READ MORE: Nicola Sturgeon's letter on independence sent to Boris Johnson in full
Nicola Sturgeon has already responded - also on Twitter. She said: "Tories are terrified of Scotland’s right to choose - because they know that when given the choice we’ll choose independence. Tories have no positive case for the union - so all they can do is attempt to deny democracy. It will not stand.
"The problem for the Tories is the longer they try to block democracy, the more they show the Westminster union is not one of equals and fuel support for independence. This response predictable - but also unsustainable and self defeating. Scotland will have the right to choose."
Her response was not unpredictable. But it does not lay out what the SNP believes it will now be able to do - and the options are few.
So what happens now?
Just yesterday two highly respected constitutional academics, Professor Aileen McHarg and Chris McCorkindale laid out why a legal challenge would be unlikely to succeed, should it end up in court.
Ms Sturgeon and her constitution relations minister Mike Russell have previously mooted the idea of legal action, however in their report yesterday, McHarg and McCorkindale said there were "no legal short cuts" to independence.
Further, they said any attempt by the First Minister to press ahead with a legal challenge would likely fail as there's no legal duty on the UK government to grant a Section 30 Order. However, they also admitted that the matter has never been tested in court and it is likely the Scottish Government will fully explore how far they can go down that route.
Legal issues aside, an attempt to hold an "advisory referendum" could be met with a refusal by Scottish councils - the bodies which run elections - to co-operate in organising the ballot and count, and a refusal by voters who want to remain in the UK to take part in the vote at all.
When she launched the Scotland's Right to Choose document Nicola Sturgeon said she supported civil displays of demands for independence - and marches of the kind seen in Glasgow at the weekend, attended by tens of thousands of independence supporters, will no doubt now increase in frequency. Whether they will increase in numbers however - and take place anywhere else in Scotland - is yet to be seen.
The real test of what Scots really think on the holding of indyref2 will come next year in the Holyrood elections. Without a doubt the SNP will frame that election as a referendum on a referendum - a vote for them will be equal to a demand for a second independence vote. And of course the fall-out from leaving the EU will be known, which could sway Remain voters into backing an SNP which promises an independent Scotland would rejoin the European Union.

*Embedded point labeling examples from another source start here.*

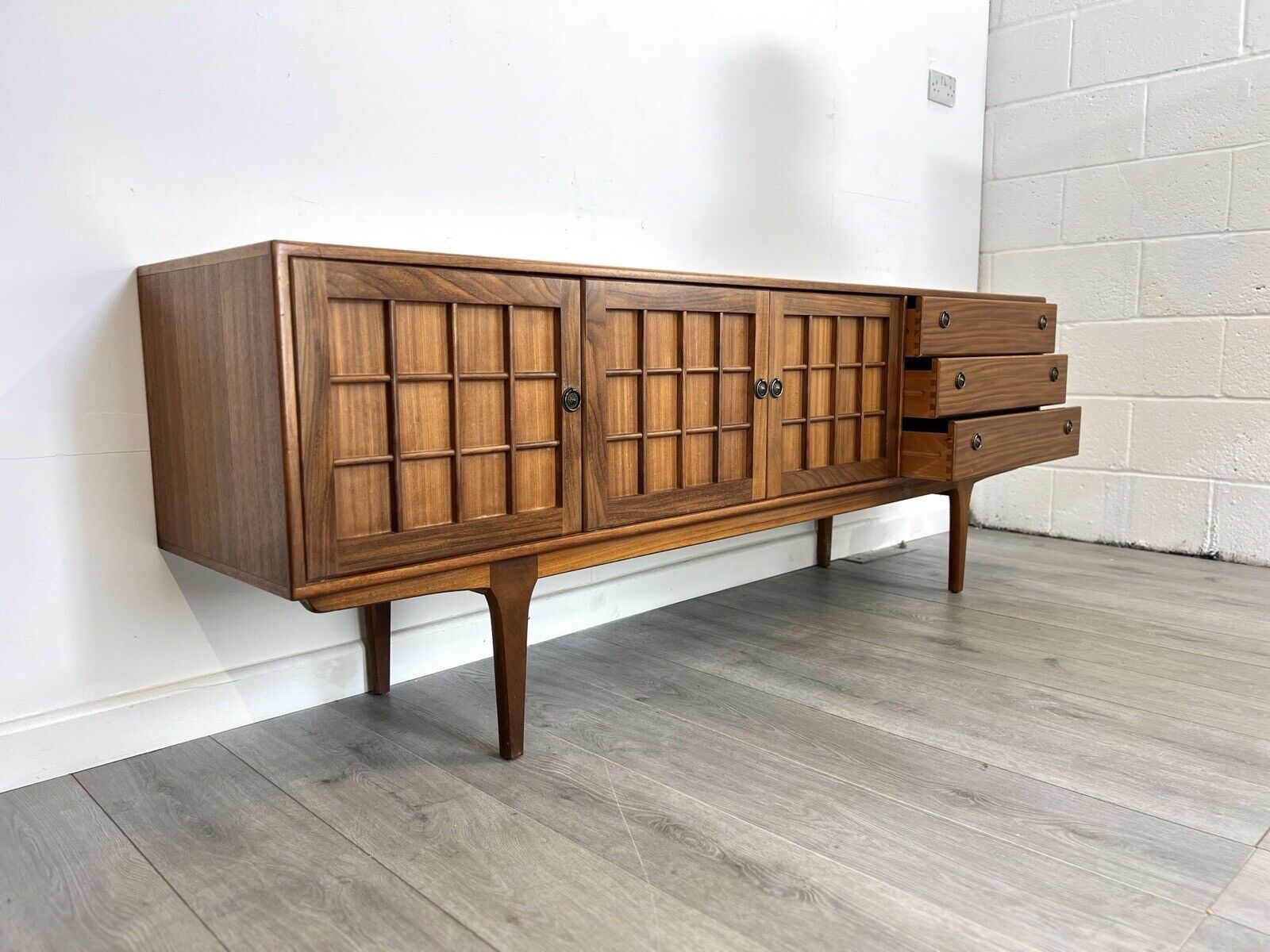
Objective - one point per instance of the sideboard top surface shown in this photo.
(533, 267)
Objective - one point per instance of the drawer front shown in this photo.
(987, 444)
(956, 386)
(940, 327)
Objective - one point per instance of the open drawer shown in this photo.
(956, 386)
(943, 327)
(981, 446)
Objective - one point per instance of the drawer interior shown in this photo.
(982, 446)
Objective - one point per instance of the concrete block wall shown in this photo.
(1127, 175)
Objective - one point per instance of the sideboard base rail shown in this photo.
(508, 587)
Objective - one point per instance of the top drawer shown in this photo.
(945, 327)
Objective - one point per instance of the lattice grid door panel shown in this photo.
(835, 357)
(442, 401)
(672, 425)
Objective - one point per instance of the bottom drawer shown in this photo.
(981, 446)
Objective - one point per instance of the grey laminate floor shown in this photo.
(1072, 754)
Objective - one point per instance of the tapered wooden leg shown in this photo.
(376, 628)
(959, 520)
(511, 585)
(825, 541)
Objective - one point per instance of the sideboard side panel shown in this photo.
(209, 336)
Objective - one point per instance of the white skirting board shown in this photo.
(111, 729)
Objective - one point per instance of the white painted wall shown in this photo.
(789, 140)
(1127, 175)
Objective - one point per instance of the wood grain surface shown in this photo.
(1071, 757)
(987, 384)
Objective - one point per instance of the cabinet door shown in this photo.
(431, 413)
(672, 420)
(835, 419)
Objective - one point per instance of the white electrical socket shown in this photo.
(940, 88)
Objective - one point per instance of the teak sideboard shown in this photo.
(347, 427)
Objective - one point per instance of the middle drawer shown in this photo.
(954, 386)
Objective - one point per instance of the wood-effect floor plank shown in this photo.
(1198, 606)
(833, 594)
(959, 616)
(783, 895)
(1170, 861)
(1076, 615)
(510, 879)
(70, 880)
(1014, 892)
(258, 869)
(1248, 899)
(1185, 774)
(1111, 566)
(1218, 935)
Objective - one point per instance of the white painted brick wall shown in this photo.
(1174, 196)
(1257, 35)
(1134, 190)
(1250, 187)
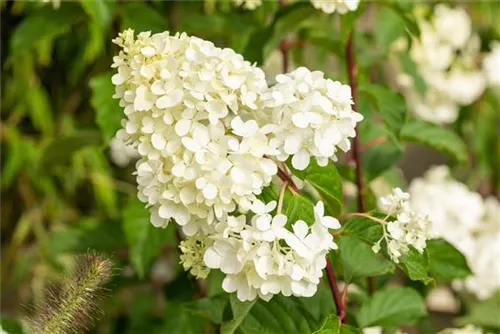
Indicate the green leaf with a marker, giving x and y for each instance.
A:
(211, 308)
(390, 105)
(240, 311)
(281, 315)
(327, 181)
(45, 23)
(300, 208)
(141, 17)
(378, 157)
(435, 137)
(269, 194)
(332, 325)
(144, 239)
(108, 111)
(482, 313)
(446, 262)
(10, 325)
(392, 307)
(416, 266)
(358, 259)
(60, 150)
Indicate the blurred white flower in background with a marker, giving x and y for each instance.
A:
(447, 57)
(491, 65)
(467, 221)
(122, 154)
(339, 6)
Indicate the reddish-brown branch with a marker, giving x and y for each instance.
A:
(356, 152)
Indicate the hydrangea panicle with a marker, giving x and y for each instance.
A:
(407, 229)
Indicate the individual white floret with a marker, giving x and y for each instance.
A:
(313, 117)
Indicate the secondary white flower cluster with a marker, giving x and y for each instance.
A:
(447, 57)
(408, 229)
(121, 153)
(314, 117)
(263, 258)
(491, 65)
(465, 220)
(208, 130)
(339, 6)
(469, 329)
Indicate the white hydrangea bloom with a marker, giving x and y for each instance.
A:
(443, 199)
(55, 3)
(469, 329)
(491, 65)
(122, 154)
(181, 96)
(314, 117)
(339, 6)
(248, 4)
(446, 58)
(465, 220)
(262, 258)
(408, 229)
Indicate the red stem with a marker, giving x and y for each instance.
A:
(283, 175)
(356, 149)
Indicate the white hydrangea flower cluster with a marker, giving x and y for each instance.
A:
(263, 258)
(314, 117)
(469, 329)
(192, 249)
(447, 58)
(248, 4)
(408, 229)
(339, 6)
(122, 154)
(491, 65)
(468, 222)
(181, 96)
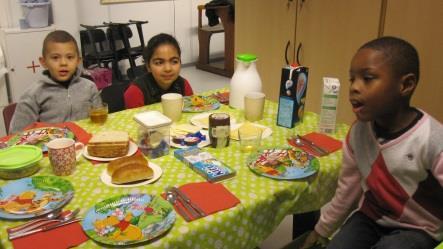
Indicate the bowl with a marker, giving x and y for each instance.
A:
(19, 161)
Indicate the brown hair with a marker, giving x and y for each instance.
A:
(60, 36)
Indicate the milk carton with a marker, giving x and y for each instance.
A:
(291, 103)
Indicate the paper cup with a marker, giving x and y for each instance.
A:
(172, 105)
(63, 154)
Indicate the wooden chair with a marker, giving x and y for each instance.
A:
(8, 112)
(113, 95)
(204, 37)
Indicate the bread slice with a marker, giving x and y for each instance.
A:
(109, 144)
(129, 169)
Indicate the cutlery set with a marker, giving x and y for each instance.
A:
(52, 220)
(173, 194)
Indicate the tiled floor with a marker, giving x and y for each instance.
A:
(203, 81)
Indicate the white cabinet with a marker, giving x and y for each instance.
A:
(22, 48)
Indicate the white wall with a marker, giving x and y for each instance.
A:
(177, 17)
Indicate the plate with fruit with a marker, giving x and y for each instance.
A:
(185, 135)
(199, 103)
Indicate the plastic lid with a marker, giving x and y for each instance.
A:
(246, 57)
(19, 156)
(152, 119)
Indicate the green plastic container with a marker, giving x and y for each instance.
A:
(19, 161)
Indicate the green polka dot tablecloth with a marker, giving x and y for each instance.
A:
(264, 201)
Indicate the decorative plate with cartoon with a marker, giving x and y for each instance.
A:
(128, 219)
(40, 136)
(34, 196)
(283, 163)
(198, 103)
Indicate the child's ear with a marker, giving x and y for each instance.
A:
(42, 61)
(409, 82)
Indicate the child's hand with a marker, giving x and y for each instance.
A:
(313, 239)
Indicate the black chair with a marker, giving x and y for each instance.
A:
(113, 95)
(120, 33)
(8, 113)
(95, 47)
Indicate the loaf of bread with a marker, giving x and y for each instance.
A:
(129, 169)
(109, 144)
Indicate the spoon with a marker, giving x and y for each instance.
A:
(62, 218)
(300, 143)
(50, 216)
(172, 198)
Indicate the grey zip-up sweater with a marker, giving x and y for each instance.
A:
(51, 102)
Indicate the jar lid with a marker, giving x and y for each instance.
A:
(19, 156)
(152, 119)
(246, 57)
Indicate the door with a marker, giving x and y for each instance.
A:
(329, 33)
(421, 23)
(267, 29)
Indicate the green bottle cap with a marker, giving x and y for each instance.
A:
(246, 57)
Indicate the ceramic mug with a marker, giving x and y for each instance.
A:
(63, 154)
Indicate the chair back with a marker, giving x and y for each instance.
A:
(113, 95)
(8, 112)
(95, 47)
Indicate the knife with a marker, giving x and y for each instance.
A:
(43, 229)
(320, 150)
(187, 200)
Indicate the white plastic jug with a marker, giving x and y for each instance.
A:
(245, 79)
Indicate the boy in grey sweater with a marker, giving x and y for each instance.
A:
(60, 94)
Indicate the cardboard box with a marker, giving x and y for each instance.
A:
(291, 103)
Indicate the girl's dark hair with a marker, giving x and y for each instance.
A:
(156, 41)
(402, 55)
(59, 36)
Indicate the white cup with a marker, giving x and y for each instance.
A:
(63, 154)
(172, 104)
(254, 105)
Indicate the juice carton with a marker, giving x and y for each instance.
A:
(291, 103)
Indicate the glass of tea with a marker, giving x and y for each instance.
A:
(98, 113)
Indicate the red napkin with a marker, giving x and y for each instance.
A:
(321, 140)
(80, 134)
(58, 238)
(210, 197)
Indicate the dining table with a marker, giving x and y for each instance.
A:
(264, 202)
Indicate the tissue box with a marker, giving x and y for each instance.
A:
(204, 164)
(291, 103)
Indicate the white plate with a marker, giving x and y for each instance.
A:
(131, 151)
(196, 120)
(200, 145)
(106, 179)
(266, 132)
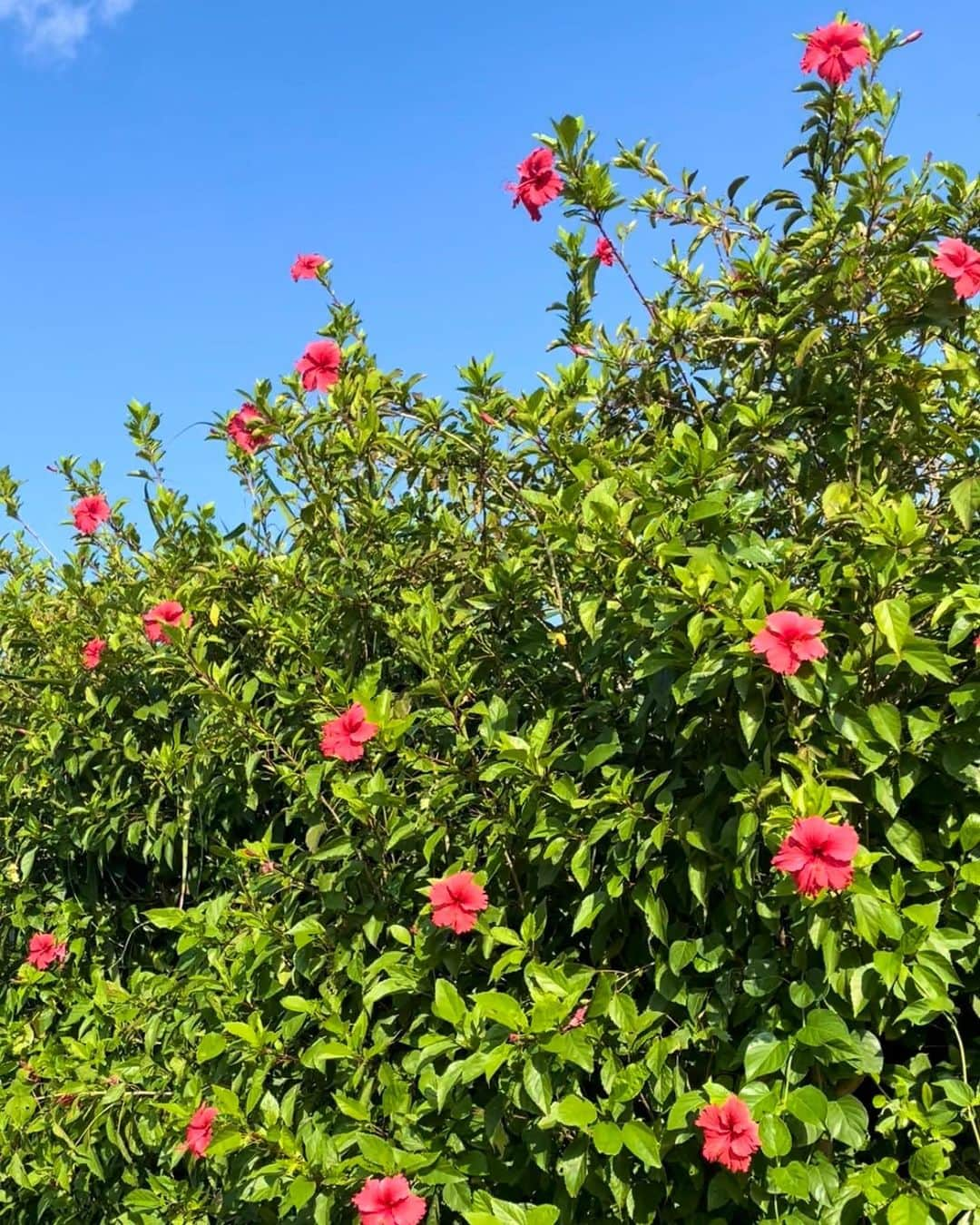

Certainly, if the SNP win an outright majority, its claim for a second referendum will be far tougher for Boris Johnson and others to ignore. Scottish Secretary Alister Jack will be kicking himself for ever uttering the words that such an outcome would constitute a "democratic mandate".
Opposition parties will, of course, attempt to change that election framing and to focus on the SNP's record in government, but as has been proved time and again since 2014, in Scotland elections are all about the constitution, stupid.